3. Le profit renforce l’autofinancement et l’accumulation du capital.
« les profits d’aujourd’hui feront les investissements de demain et les emplois d’après demain » (Helmut
Schmidt).
C. Les inégalités de la répartition
Les inégalités salariales dépendent principalement de la qualification, du sexe et de l’âge. Ainsi, les cadres
supérieurs perçoivent un salaire moyen de plus de quatre fois supérieur à celui des 2,2 millions de « smicards »

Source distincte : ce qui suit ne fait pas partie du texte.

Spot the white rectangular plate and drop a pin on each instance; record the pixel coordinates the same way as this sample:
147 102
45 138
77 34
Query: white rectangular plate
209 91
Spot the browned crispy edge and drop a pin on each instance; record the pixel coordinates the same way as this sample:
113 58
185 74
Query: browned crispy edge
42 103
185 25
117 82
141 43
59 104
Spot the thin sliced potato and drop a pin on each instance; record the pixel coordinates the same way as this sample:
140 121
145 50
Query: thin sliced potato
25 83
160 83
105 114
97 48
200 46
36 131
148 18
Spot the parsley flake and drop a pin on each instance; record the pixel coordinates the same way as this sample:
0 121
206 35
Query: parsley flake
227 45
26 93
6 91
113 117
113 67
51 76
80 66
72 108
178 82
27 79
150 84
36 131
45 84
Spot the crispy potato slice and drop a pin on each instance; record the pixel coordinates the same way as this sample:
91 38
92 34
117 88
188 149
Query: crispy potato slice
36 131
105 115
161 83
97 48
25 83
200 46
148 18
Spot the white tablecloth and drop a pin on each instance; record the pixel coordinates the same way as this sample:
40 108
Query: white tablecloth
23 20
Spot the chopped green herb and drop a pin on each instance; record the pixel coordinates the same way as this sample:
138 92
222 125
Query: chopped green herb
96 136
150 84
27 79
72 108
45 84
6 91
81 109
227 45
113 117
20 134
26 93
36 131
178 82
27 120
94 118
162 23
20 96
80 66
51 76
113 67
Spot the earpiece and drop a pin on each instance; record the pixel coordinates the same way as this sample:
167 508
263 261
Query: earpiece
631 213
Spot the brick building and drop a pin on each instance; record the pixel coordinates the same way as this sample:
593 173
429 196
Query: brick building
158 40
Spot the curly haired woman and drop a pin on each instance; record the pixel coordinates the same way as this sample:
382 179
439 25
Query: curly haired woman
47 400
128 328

(plus de 12% des salariés) payés au minimum légal. Le salaire moyen est lui même deux fois plus élevé que le
SMIC. même si elles semblent se réduire à long terme, ces inégalités ont tendance à s’accroître sur la période
récente. Bien que toutes les tranches de salaires progressent, ceux du haut de l’échelle le font plus rapidement que
les autres. La pratique de l’individualisation, la rigueur salariale, la faible progression du SMIC alimentent la
montée des inégalités.
Dans le travail indépendant, les inégalités de revenus primaires sont encore beaucoup plus fortes. Cette catégorie
regroupe en effet des agriculteurs, des professions libérales, des commerçants et des artisans dont les revenus ont
évolué de façon divergente selon les secteurs et les situations.
Les inégalités de revenus du capital dépendent largement des inégalités patrimoniales (10% des ménages
possèdent plus de la moitié du patrimoine). De plus, la rémunération des gros patrimoines est plus importante que
celle des petits, qui se limitent souvent à la propriété de la résidence principale.